Switzerland-based Octapharma notes that Octagam is used to for immunoglobulin replacement therapy in patients with primary immunodeficiency syndromes, myeloma or chronic lymphocytic leukaemia, or other diseases such as AIDS that cause repeated bacterial infections.

“This is a very unique product that would only be of interest to a specific clientele, hence it should be ready apparent if it were to reappear in the pharmaceutical supply chain,” said the PCSC. The theft is somewhat unusual, it notes, as the perpetrators didn’t simply swap the tractor and drive away the shipment, but transferred it to another trailer.

A red Volvo tractor and trailer was caught on surveillance footage  following the victim into the truck stop and leaving at the same time as the stolen vehicle. PCSC says that a similar vehicle has been linked to other theft and suspicious activity in Tennessee.

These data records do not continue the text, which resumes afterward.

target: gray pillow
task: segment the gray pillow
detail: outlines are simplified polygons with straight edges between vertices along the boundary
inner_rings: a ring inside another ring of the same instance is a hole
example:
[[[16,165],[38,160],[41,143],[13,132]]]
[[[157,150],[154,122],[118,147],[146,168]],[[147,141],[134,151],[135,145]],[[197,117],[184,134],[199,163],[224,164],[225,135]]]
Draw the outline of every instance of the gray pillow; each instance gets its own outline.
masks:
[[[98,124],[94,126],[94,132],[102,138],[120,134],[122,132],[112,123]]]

There was no GPS tracking available for the shipment, and temperature monitoring capabilities were disabled shortly after it was stolen, it adds.

Data from Sensitech suggest there was a 15 per cent decline in cargo thefts across all industries last year, although its annual report suggests that “thieves in the US still present a threat to highly desired shipments.”

Pharma thefts were relatively uncommon, accounting for around 1 per cent of all cases, and dropped 57 per cent in number and 54 per cent by value compared to the prior year, which Sensitech puts down to the introduction of stringent security countermeasures by the pharma industry. There were zero thefts above the $1m-mark by value last year.

PCSC notes that the theft may have been opportunistic. “It has not been uncommon, in the past, for warehouses that ship pharmaceutical products to be placed under surveillance by perpetrators - and random shipments followed until they become vulnerable to theft,” it says.